The rest of the soldiers were jogging now, following Agraneia’s lead. She pushed the scribe again into a full-blown sprint.

Something jostled off his pack, and when he stop to get it, she grabbed him and held fast and kept him running.

She did not stop to see if the rest of the soldiers were coming. It wasn’t worth it.

She could hear it now. The cracking of stone. The groaning of something too heavy for the ground, vibrating the soil under her feet as it came towards them. A shadow in the corner of her eye, growing in the mists.

So big. How did it get so close?

It was impossible to tell if it was one thing, or a hundred things coming towards them. All she knew was that the mass had more arms and appendages than the whole cohort put together. It smashed the ground, its long, endless body lifting and falling as it dragged itself towards them.

Now, even the Captain was running, and the soldiers were a crowd of pumping legs and arms, racing to reach the cliff wall. More holes opened up under their feet, and it was all she could do to dodge them. To keep the scribe from falling in.

The cliff wall loomed ahead. Over them. And a stroke of panic slashed through Agraneia’s mind. What if we missed the entrance on the other side?

But there were more boulders, these sealed together with a muddy mortar. And all the gouges and scars in the stone, some deep enough for Agraneia to fit her hand in, all of them pointed inwards towards the hole in the boulders. As if something had tried to tear its way in.
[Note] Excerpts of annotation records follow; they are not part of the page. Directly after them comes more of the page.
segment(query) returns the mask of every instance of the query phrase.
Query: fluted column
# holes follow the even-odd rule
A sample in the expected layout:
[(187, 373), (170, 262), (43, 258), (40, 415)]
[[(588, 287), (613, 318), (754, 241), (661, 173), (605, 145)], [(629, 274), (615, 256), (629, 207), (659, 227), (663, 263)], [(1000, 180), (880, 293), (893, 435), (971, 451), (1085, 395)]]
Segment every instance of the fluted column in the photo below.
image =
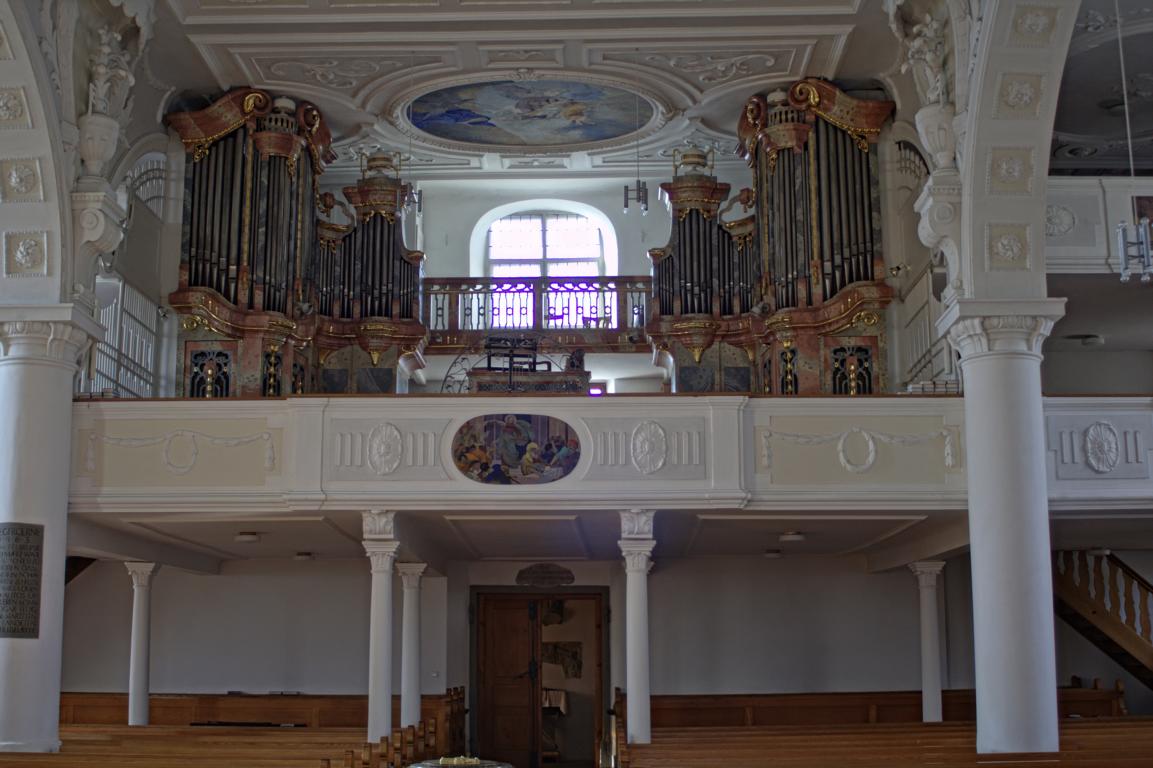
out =
[(0, 309), (0, 752), (60, 747), (73, 376), (100, 332), (70, 304)]
[(404, 615), (400, 635), (400, 725), (415, 725), (421, 718), (421, 575), (424, 563), (399, 563), (397, 572), (404, 585)]
[(921, 720), (941, 722), (941, 623), (937, 615), (937, 577), (942, 560), (921, 560), (909, 566), (917, 574), (921, 615)]
[(653, 567), (653, 510), (620, 513), (625, 558), (625, 721), (630, 744), (653, 740), (649, 697), (648, 573)]
[(128, 653), (128, 724), (148, 725), (152, 634), (152, 577), (156, 563), (125, 563), (133, 578), (133, 638)]
[(1060, 746), (1041, 344), (1063, 311), (1063, 299), (963, 299), (941, 318), (965, 386), (981, 753)]
[(362, 515), (364, 551), (372, 569), (368, 630), (368, 740), (392, 733), (392, 567), (400, 542), (393, 537), (393, 513)]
Loose stones trickled from the cliffs above as the ground rumbled, showering them. Agraneia pushed the scribe in first. And she threw a few more soldiers in, trying to catch a glimpse at the wall of darkness coming towards them. Something screeched, though she did not think it was a mouth. More like the screech of branches rubbing against each other, or bones. And the thunder of movement across the ground shook her to her core.

There were more stragglers behind. Captain Dinnae was still back there, waiting for them. Baccus had already gone through.

Agraneia grabbed the captain’s shoulder.

“Get off me,” the captain said, a red fury in her eyes, but Agraneia didn’t let go. She hauled the dullscale captain into the archway with her.

The stragglers would be dead soon enough.

Agraneia squeezed herself into the stone archway, and the captain had stopped resisting. They came out into the other side.

Out into another village, carved in the stone.

A sea of faces looked down on them. Reptilian faces. Locals. Still living on this side of the canyon. There were dozens of them, and the last thing they expected was a ragged patrol of cyrans to come bursting through the canyon wall.